This is rather different from the way the profession is usually portrayed in the United States. Agents in American shows are often cartoonish, either wholly conniving (Bebe on “Frasier”) or wholly ridiculous (Estelle, Joey’s chain-smoking agent on “Friends”). Many fall somewhere in the power-hungry middle, like Jeremy Piven’s Ari Gold in “Entourage.”

Sure, a few jerky agents pop up here and there in the French show, and other industry people occasionally behave in reprehensible ways. But everybody usually turns out to have a hidden quality, maybe even two. Only the new Season 4 character Élise (Anne Marivin), from the rival agency Starmédia, does not appear to have any redeeming traits besides her ecologically friendly mode of transportation. Who knows, though: Had the series continued, we might have discovered a good side to Élise, too.

The narrative is not quite as innovative when it comes to the headline-grabbing stars: As in its English-language brethren, the celebrities in “Call My Agent!” tend be self-deprecating, albeit with a rare level of witty panache. Typical is the episode starring Binoche, from Season 2. Binoche has long been associated with a certain French elegance and intellectual sophistication. Making the most of the actress’s underused comic chops, “Call My Agent!” portrays her as clumsy and disheveled at the Cannes festival, speaking in English that’s considerably worse than it is in real life. Similarly, Bellucci, a sex symbol, complains she can’t get dates.

Other entries fully embrace an actor’s reputation, only to push it into absurd extremes. The ever-busy Huppert is shown juggling several projects at once, a happy workaholic who won’t choose between mainstream fare and intimate Korean films. Béatrice Dalle, known for her risk-taking and frankness, complains that directors expect her to get naked at the drop of a hat.

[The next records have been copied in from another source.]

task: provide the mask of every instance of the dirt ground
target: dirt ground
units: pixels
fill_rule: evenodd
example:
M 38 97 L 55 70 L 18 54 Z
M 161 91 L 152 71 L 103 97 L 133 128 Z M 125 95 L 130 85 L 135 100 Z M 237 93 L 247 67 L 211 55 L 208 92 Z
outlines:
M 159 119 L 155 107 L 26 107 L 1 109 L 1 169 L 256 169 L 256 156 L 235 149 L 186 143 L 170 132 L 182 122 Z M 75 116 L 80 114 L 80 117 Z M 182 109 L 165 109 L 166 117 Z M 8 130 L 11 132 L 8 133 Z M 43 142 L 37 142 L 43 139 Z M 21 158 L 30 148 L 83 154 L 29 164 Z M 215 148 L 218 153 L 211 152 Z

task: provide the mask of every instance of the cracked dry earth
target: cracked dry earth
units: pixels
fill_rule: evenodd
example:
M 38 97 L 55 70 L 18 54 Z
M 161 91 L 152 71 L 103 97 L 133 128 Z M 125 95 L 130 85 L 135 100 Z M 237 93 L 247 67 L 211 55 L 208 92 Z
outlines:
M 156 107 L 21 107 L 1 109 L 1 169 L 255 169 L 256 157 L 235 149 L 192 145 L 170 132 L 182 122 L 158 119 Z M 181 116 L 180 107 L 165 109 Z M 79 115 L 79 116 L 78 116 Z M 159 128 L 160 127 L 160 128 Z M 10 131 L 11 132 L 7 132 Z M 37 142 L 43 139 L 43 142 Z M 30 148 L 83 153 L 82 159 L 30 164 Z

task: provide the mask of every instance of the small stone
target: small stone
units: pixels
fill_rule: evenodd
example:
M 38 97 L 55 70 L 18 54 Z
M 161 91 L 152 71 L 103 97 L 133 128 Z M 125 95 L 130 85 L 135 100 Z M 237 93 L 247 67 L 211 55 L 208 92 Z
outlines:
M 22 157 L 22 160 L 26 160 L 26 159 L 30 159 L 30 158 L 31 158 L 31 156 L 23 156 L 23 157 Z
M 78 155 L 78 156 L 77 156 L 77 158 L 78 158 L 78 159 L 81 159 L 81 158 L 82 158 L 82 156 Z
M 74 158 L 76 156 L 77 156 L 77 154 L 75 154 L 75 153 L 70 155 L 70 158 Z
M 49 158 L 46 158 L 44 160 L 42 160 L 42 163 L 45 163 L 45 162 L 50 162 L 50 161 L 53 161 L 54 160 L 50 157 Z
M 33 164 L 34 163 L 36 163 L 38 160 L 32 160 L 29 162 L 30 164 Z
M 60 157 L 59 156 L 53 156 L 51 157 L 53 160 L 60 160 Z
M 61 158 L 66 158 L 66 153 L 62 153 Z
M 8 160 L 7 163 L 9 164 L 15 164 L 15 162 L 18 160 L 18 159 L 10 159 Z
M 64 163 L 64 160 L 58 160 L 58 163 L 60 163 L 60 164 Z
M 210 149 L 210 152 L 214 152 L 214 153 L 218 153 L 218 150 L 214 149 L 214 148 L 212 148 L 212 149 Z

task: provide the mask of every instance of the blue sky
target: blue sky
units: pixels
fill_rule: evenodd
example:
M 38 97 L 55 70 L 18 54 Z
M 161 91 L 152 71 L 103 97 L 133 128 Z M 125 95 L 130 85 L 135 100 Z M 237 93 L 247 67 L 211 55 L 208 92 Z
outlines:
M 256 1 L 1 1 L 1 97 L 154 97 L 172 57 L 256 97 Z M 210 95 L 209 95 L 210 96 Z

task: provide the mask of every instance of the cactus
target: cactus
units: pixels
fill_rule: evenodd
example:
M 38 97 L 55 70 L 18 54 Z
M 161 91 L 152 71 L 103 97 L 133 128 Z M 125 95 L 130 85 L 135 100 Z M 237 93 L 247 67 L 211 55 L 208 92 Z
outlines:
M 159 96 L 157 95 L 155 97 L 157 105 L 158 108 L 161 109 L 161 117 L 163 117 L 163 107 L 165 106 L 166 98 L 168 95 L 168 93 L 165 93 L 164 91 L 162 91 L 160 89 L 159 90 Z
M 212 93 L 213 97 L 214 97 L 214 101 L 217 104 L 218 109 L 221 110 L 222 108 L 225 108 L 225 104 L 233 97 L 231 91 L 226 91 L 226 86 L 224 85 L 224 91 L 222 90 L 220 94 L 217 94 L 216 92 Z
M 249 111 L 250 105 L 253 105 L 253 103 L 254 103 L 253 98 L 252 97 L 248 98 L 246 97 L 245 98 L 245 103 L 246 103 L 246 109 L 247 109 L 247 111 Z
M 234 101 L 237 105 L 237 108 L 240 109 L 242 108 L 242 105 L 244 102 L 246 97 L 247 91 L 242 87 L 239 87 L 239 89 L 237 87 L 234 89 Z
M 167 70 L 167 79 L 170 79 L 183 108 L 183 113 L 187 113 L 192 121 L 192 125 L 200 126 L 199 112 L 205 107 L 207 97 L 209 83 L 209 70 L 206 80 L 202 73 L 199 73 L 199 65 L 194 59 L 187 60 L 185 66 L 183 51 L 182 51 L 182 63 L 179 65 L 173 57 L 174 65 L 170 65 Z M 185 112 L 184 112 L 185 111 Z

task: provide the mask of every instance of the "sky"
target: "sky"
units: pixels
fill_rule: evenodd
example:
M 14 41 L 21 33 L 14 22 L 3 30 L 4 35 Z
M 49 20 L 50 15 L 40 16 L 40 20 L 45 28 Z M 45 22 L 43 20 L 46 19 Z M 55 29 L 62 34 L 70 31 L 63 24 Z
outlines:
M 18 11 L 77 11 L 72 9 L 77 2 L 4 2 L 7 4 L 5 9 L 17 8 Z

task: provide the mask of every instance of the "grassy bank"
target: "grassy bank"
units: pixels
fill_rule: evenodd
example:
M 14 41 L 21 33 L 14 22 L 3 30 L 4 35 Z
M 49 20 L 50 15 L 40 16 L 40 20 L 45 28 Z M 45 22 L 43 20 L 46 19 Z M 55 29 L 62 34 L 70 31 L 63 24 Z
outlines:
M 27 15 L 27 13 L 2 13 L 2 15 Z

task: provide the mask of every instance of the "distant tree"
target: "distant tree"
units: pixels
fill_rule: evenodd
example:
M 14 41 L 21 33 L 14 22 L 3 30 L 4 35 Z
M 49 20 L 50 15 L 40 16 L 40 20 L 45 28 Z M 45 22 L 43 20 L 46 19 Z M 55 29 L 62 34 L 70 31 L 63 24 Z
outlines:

The excellent Season 4 opener milks Charlotte Gainsbourg’s real-life whisper-soft voice for laughs, and the episode easily ranks among the show’s funniest. (Several of the juicy anecdotes or ill-advised behavior assigned to guests actually did happen in real life, but to other stars.)

The prickly relationship between fame and art runs through the entire series. Two of the Season 4 guests, Franck Dubosc and Mimie Mathy, are hugely popular in France, in the series as in real-life. But their work is ignored by the critical establishment at best, derided at worst. The show offers two possible reactions. Dubosc shoots an art-house movie in hopes of rehabilitating his image. Mathy digs in her heels, flipping a figurative finger at the establishment that snubs her.

Some of the jokes work best when you know the context. In a Season 1 episode, the guests JoeyStarr and Julie Gayet go from mutual animosity to flirtation. When he asks, “Are you seeing anyone at the moment?,” everybody in France knew when the episode first aired that Gayet was the former President François Hollande’s real-life lover. (Hollande, who had a partner at the time, was caught secretly visiting Gayet by motorized scooter, a nutty episode that could have belonged on “Call My Agent!”)

Generally, though, the humor is not referential but character- and situation-based, which explains why it travels so well. The show has always deftly balanced observational wit, calamitous misunderstandings, physical slapstick and satire. This being France, farce is never far as well. Lies escalate. People desperately hide affairs from their partners — who may or may not be cheating as well. Hervé and Noémie are straight out of an 18th-century play by Marivaux, in which resourceful servants outwit their masters, and possibly replace them.

Through it all, “Call My Agent!” eschews an unappealing trait that plagues so many contemporary shows: cynicism.

“I’m not talking about money; I’m talking about dignity and loyalty,” Arlette tells Mathias in the first season. The series keeps that sentiment close to heart until the very end, no matter how unrealistic it might be, as if to say: If you’re going to believe in something, it might as well be the show, not the business.